Les journalistes sont conscients du danger que représentent les fake-news et chacun à son niveau tente de lutter contre leur prolifération. A titre d’exemple, ils s’abstiennent de partager, commenter ou liker des informations sans fondements sur les réseaux sociaux, évite de diffuser eux-mêmes des informations qu’ils n’ont pas vérifié ou recoupé. En ce qui concerne la vérification de l’information, les journalistes ivoiriens utilisent plusieurs méthodes dont celle qui consiste en premier à recouper l’information auprès de différentes sources pour séparer le vrai du faux.

Stratégie des journalistes contre les fake news

En ce qui concerne les sources, ils prennent le temps de recouper l’information auprès de différentes sources notamment celles qu’ils identifient comme neutres dans un contexte fortement politisé comme celui de la Côte d’Ivoire. Plusieurs journalistes ont indiqué ‘traquer’ l’information sur les réseaux sociaux pour suivre la tendance de l’actualité et voir ce qui se dit sur un sujet donné. Mais il y a un flux incontrôlé d’information, d’opinions et de commentaires qui circulent sur les réseaux sociaux. Pour arriver à avoir une information crédible, les journalistes ont identifié et suivent des acteurs du web qu’ils qualifient de sérieux pour le caractère véridique des informations qu’ils publient au quotidien.

Fake news : une loi pour rien en Côte d’Ivoire ?

Cela n’empêche pas les journalistes de recouper ce que ces acteurs du web écrivent sur leurs pages. L’une des méthodes tout aussi prisée par les journalistes est le mapping des médias qu’ils considèrent comme crédibles. Une stratégie qui leur permet de faire ‘une revue’ détaillée sur un sujet en cas de doute. Cependant à ce niveau, un climat de méfiance s’est installé entre les journalistes ivoiriens et les médias mainstream (RFI, BBC, CNN, AFP, Le Monde…), certains estimant que leurs informations pourraient tout aussi bien porter les gênes de la manipulation à grande échelle.

Face à la prolifération des fake-news, les journalistes reviennent aux fondamentaux de leur métier, indiquant faire preuve de plus en plus de professionnalisme dans le traitement de l’information.
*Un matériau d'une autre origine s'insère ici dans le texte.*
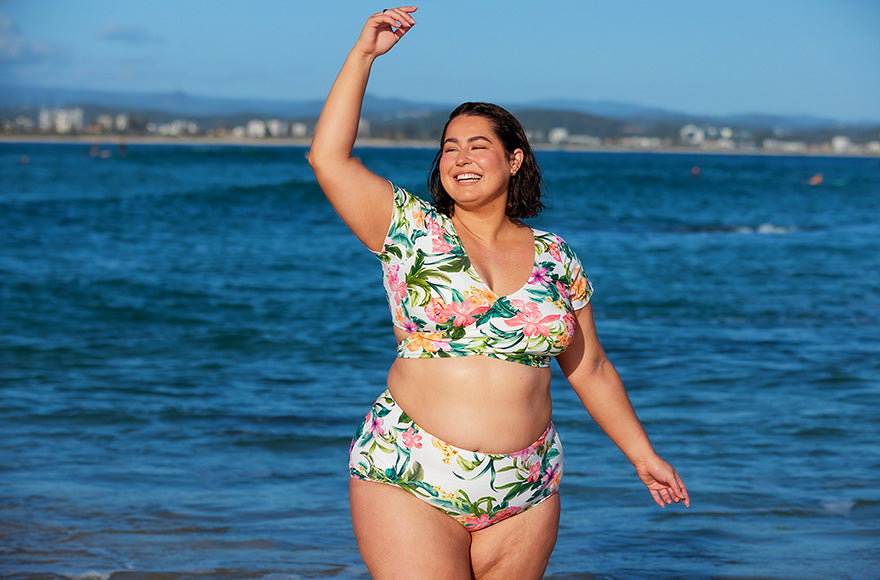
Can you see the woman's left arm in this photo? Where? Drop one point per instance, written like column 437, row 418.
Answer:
column 597, row 384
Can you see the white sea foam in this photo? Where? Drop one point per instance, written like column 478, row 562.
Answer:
column 839, row 507
column 92, row 575
column 765, row 229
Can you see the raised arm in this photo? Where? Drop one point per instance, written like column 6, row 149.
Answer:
column 597, row 384
column 360, row 197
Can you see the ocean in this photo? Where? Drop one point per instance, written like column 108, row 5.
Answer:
column 189, row 336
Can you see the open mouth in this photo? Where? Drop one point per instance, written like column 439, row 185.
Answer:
column 468, row 178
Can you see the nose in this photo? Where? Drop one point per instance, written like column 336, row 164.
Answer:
column 462, row 157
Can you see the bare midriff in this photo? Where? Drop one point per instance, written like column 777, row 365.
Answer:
column 477, row 403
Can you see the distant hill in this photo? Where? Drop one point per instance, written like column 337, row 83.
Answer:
column 403, row 118
column 185, row 104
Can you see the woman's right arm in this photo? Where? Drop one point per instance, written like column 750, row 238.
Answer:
column 360, row 197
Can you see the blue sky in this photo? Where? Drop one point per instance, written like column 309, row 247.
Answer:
column 700, row 56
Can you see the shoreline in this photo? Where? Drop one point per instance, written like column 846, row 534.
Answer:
column 193, row 141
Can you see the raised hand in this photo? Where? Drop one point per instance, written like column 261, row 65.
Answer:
column 384, row 29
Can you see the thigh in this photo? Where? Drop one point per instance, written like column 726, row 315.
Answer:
column 401, row 536
column 518, row 547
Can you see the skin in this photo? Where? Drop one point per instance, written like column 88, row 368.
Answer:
column 400, row 536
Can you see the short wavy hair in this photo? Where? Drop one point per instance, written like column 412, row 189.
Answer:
column 526, row 186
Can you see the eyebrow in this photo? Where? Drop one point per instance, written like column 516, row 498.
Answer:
column 470, row 140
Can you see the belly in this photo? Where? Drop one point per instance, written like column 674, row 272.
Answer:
column 477, row 403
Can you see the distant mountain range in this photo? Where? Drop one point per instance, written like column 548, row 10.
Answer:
column 187, row 105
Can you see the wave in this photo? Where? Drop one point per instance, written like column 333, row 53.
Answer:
column 762, row 229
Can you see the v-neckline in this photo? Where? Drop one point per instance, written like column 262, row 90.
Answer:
column 476, row 275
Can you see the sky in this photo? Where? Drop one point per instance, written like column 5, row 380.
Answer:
column 813, row 57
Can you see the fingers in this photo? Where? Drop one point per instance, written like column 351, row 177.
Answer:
column 682, row 490
column 669, row 490
column 398, row 17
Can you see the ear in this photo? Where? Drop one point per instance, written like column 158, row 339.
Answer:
column 516, row 159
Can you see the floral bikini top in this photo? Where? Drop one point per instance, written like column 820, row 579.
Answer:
column 436, row 295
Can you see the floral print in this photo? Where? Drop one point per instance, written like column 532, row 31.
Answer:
column 439, row 299
column 477, row 489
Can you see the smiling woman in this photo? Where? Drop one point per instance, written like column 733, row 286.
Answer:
column 456, row 467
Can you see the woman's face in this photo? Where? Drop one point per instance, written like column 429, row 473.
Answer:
column 474, row 168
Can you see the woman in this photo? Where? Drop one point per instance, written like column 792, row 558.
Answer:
column 456, row 466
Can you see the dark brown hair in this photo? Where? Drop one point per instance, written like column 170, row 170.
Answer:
column 526, row 187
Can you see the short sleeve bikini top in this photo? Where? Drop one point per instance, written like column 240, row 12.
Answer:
column 436, row 295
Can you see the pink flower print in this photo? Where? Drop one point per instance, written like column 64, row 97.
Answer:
column 438, row 242
column 428, row 341
column 435, row 311
column 534, row 472
column 440, row 246
column 566, row 337
column 463, row 313
column 396, row 286
column 411, row 439
column 418, row 217
column 529, row 318
column 375, row 427
column 560, row 287
column 539, row 276
column 474, row 523
column 551, row 478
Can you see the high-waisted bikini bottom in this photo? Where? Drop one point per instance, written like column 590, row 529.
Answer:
column 477, row 489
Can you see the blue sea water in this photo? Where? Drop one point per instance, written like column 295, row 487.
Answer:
column 189, row 336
Et ce professionnalisme se traduit également par un développement du fact-checking comme un nouveau ‘genre journalistique’ capable de permettre à l’auditoire d’apprécier une bonne production qui expose une démarche documentée pour démêler le vrai du faux. Mais qu’en est-il de la pratique du fact-checking en Côte d’Ivoire ? Si certains ‘spécialistes’ de ce ‘genre journalistique’ se font plus entendre sur les réseaux sociaux que dans les faits, force est de constater que seule une poignée d’hommes et de femmes ont été formés et/ou pratiquent le fact-checking en Côte d’Ivoire.

Journalistes pratiquant le fact-checking ou ayant reçu une formation

En ce qui concerne la pratique du fact-checking dans les médias, seuls cinq médias sur les 35 produisent fréquemment des contenus. Ces cinq médias sont des sites d’information en ligne. Que faire face à la prolifération des fake-news ? Les journalistes interrogés proposent trois axes : éducation – formation – régulation.

Le triptyque éducation – formation – régulation pour lutter contre les fake-news

Les journalistes sont plutôt unanimes sur les questions d’éducation citoyenne et la formations des acteurs des médias mais sont divisés sur le principe de la régulation. Alors que certains estiment qu’elle pourrait être un excellent moyen de lutter contre les fake-news et punir les auteurs de ces informations fausses, d’autres restent convaincus que régulation sera une occasion pour le législateur de restreindre les libertés, museler les citoyens et trouver des arguments pour interrompre par exemple l’accès à internet.

Les journalistes identifient les fake-news comme étant une menace pour la qualité de l’information, une menace pour le journalisme professionnel, un danger pour la liberté d’expression et l’accès à l’information, un danger pour la démocratie et les droits de l’homme. Et pour faire face à leur prolifération il est important pour les professionnels des médias d’avoir un réflexe de vérification plus poussée de l’information, de se former aux outils modernes de vérification de l’information et d’avoir une culture du professionnalisme en toute circonstance. A cela s’ajoute la nécessité d’une formation et d’une éducation citoyenne car le citoyen lambda reste avant tout le premier consommateur des productions médiatiques.